The German Real Estate Market 2025 | 2

Contents
Key figures
+0.0%
Real GDP, 2025 forecast
+2.0%
Inflation, 2025 forecast
3.4%
Interest rate for new residential construction loans to private households (term >5 years, February 2025)
Background
The German economy recorded modest growth in the first quarter of 2025. Price-adjusted gross domestic product (GDP) increased by 0.2% compared to the previous quarter; however, it declined year-over-year.
The ifo Business Climate Index improved slightly, rising by 0.2 points to 85.3 in April 2025. While the current business situation is assessed somewhat more positively, expectations for the coming months continue to deteriorate. Export expectations, in particular, are weakening amid international trade policy uncertainties.
The inflation rate stood at 2.1% in April 2025, down from the preceding months’ figures. The significant drop in energy prices had a particularly dampening effect.

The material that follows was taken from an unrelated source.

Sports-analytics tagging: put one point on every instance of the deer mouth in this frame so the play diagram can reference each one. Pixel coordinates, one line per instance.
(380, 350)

In response to easing inflation, in April, the European Central Bank (ECB) cut its key interest rate for the seventh consecutive time, bringing it to 2.25%. According to the ECB, further rate decisions will be data-driven, given the high uncertainty of U.S. tariff policies.
The labor market remained stable in the early months of 2025. Between January and March, the unemployment rate held steady at 6.4%; in April, it declined slightly to 6.3% due to seasonal effects. However, the usual spring recovery was weaker than in previous years, reflecting subdued overall economic momentum.
The conclusion of coalition negotiations between the CDU/CSU and the SPD marked an important political milestone. The new coalition agreement contains economic policy measures aimed at strengthening long-term growth, including targeted infrastructure investments and incentives to boost competitiveness.
The federal government has revised its GDP forecast for 2025 to stagnation (0.0%). The tariff conflict with the U.S. and volatile geopolitical conditions are having a particularly negative impact. Planned infrastructure and defense spending could provide economic stimulus starting next year.